When you think about the richest people you know, you likely imagine those living in huge homes, driving expensive new cars, and spending big money on vacations/entertainment. Isn’t it funny how we associate spending money with having money? But how else are you supposed to know the wealthy from the broke from the outside looking in? You can’t!
Perception vs Reality
In high school, a friend told me his parents never spent more than $1,000 for a car. His house looked vacant from the street, because you could never see lights on and the yard was overgrown. His dad didn’t deem those things worth spending on. The family owned their own airplane. They were doing fine. Clearly what you drive doesn’t matter.
I’m friends with a couple that makes good money, and has rented the same small place for over 10 years for under $1000/month. They are savers. If they wanted to, they probably have enough saved to buy the place they rent with cash. Their landlord has begged them more than once to pay their rent early, so he could afford the cost of needed house repairs. The landlord owns at least 2 other homes. One is in an affluent neighborhood. Most would assume the landlord is the rich one. Clearly renting vs owning doesn’t matter.
I bought a townhome last July in a new community. It consists of about 200 smaller single family homes, 300 townhomes, and 300 condos. A few weeks ago, a neighbor told me they can’t afford their mortgage payment, have spent all their savings, and need to sell. If needed, I could pay off my whole mortgage right now. Clearly where you live doesn’t mean anything.
A few years ago, a local company closed its doors and sued its former CEO in the process. However, the former CEO had just declared personal bankruptcy, where he cited $500 mil in debts and just $50,000 in assets. Clearly your job title and spending patterns don’t matter.
The point of these stories is that it’s nearly impossible to spot a rich person based off what you see. There are many paths to getting rich or going broke. So it’s best not to assume anything.

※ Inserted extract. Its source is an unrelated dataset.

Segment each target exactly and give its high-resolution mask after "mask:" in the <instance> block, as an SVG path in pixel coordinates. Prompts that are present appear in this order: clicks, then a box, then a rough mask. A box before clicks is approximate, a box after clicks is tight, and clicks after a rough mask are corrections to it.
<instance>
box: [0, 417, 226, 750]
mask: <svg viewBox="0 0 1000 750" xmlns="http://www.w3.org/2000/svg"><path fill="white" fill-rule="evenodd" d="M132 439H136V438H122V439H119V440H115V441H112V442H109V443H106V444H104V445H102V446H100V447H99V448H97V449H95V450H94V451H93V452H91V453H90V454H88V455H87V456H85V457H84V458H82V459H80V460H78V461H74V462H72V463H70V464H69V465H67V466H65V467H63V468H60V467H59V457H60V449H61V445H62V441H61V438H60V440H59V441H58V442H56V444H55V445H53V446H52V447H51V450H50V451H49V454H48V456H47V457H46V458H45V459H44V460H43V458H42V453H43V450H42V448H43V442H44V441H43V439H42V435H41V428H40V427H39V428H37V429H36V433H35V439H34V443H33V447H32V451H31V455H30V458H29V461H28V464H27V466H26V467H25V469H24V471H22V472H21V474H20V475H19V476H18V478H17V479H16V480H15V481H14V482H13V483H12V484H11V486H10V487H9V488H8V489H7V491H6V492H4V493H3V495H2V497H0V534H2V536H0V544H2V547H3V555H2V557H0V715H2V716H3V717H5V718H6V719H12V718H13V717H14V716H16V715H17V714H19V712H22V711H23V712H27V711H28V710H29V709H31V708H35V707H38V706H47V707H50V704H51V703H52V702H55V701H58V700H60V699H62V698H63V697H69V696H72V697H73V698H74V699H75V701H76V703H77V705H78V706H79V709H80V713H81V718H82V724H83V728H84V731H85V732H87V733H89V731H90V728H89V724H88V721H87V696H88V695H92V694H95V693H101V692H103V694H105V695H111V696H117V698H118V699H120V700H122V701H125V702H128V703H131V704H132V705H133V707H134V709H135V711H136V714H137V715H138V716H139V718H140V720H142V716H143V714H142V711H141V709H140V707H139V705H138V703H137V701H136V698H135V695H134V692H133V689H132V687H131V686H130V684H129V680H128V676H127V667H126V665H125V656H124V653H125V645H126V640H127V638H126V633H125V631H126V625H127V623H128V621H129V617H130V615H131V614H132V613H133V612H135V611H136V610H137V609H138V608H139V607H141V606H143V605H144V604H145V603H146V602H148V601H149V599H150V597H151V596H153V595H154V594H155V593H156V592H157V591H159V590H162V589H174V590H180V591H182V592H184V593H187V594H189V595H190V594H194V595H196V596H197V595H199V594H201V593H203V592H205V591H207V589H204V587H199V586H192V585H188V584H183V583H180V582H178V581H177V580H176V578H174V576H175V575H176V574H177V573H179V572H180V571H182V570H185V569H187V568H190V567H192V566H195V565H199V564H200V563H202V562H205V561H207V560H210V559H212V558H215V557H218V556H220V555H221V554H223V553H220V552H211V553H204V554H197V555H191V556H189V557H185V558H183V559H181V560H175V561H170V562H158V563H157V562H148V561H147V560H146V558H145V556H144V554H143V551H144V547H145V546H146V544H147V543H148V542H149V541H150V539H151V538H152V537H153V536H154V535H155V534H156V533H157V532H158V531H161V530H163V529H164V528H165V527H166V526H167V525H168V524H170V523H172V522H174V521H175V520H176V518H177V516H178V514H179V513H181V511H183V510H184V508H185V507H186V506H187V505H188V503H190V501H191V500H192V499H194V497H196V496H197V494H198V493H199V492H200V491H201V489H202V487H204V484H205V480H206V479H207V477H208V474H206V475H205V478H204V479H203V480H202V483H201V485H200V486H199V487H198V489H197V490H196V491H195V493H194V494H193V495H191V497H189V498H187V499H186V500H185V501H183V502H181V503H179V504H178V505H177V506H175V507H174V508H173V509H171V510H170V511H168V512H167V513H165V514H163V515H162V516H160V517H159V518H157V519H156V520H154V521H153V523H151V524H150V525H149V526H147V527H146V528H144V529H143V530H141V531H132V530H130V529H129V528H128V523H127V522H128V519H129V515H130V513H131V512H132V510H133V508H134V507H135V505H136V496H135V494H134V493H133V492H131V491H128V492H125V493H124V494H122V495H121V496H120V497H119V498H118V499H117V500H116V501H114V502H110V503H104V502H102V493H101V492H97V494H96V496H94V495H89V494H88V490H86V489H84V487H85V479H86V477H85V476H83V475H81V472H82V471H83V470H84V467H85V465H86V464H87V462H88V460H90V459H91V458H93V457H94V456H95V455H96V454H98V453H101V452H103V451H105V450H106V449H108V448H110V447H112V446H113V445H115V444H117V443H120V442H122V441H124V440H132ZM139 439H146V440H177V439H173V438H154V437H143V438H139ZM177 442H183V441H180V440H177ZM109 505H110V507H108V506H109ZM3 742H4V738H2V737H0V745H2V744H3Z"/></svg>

Keeping up with the Joneses
In 2014, Rihanna sued her former accountant/money manager for nearly driving her broke. The accountant fired back criticizing Rihanna’s frivolous spending habits. He said, “was it really necessary to tell her that if you spend money for things you will end up with the things, and not the money?” Apparently it was necessary. She loved living the high life on cars, houses, shopping, and parties, then she was shocked when the money dwindled.
I like that line… if you spend money for things you will end up with the things, and not the money.
Keeping up with the Joneses will most certainly not make you rich, even if it makes you appear rich. If you’re longing for new and shiny things, it’s easy to end up with things and no money.
As a Realtor, I see way too many think that getting a $10k raise, means they can now afford a much larger house. Others first find out the maximum they can get approved for, then look for something near their limit. Some tell me they are ready and wanting to buy a house with less than $3,000 in savings and a stack of consumer debt, yet they have a $700/month car payment.
It’s probably not healthy (financially or otherwise) to seek out shiny possessions because you’re wanting to keep up your appearances with your friends/neighbors. Don’t get me wrong, there is nothing wrong with having nice things. I own two newer luxury vehicles and a ridiculous amount of electronics. I get a lot of satisfaction out of these things. The cars are fun to drive, they are comfortable, I enjoy all the added safety and convenience features, and they provide lots of utility. They are also all paid for. Make sure your luxuries give you personal satisfaction. Don’t be concerned about how others will perceive them. Don’t let these purchases limit your flexibility. Spend where it matters. Save where it doesn’t.
It’s difficult to put absolute criteria on what it means to be rich. Bill Gates is so rich, he’d pay $5 for Rice-A-Roni and $20 for Pizza Rolls. There are are a whole lot of tiers of rich below Bill Gates.
One definition I like is: “abundantly supplied with resources, means or funds.”
Abundant can mean different things for everyone. I know families that make $200k+/year that I wouldn’t call rich. They don’t have a lot to show for it, and they are dependent on that money coming in every 2 weeks just to pay their bills. Regardless of how much they make, they may always be living paycheck to paycheck. Their expenses will always match their income. For others, a sudden increase to $200k/year would quickly create enough abundance for them to live off for years to come.
For me, being rich means having some form of financial independence. If you’re in your early 30s and could quit your job, and feel financially secure for the next year, I think that is rich. That means you have enough to take a break and pursue what you want to do. As you get older that 1 year cushion needs to extend much further out.
If you really want a big house or to travel lavishly, that’s fine. Along with it, I’d encourage you to consider what that house means to you. Does it mean spending the next 20 years in a soul-sucking job just so you can pay the bills? If so, the house may not be worth it. Would you rather have half the house payment and be able to change jobs or dial it back? That sounds more fun/rich to me.
Also consider that some things are strictly a means to an end. At times, I feel like I’m running ragged with work and agitated with the minutia. But I’m ok with it, because I know that the hard work now, will translate to financial independence in the foreseeable future. I’m willing to deal with some of the 💩now to get the prize.
Find out what “rich” means to you. Don’t let others define it for you. Spend on what matters to you. Work hard to get it.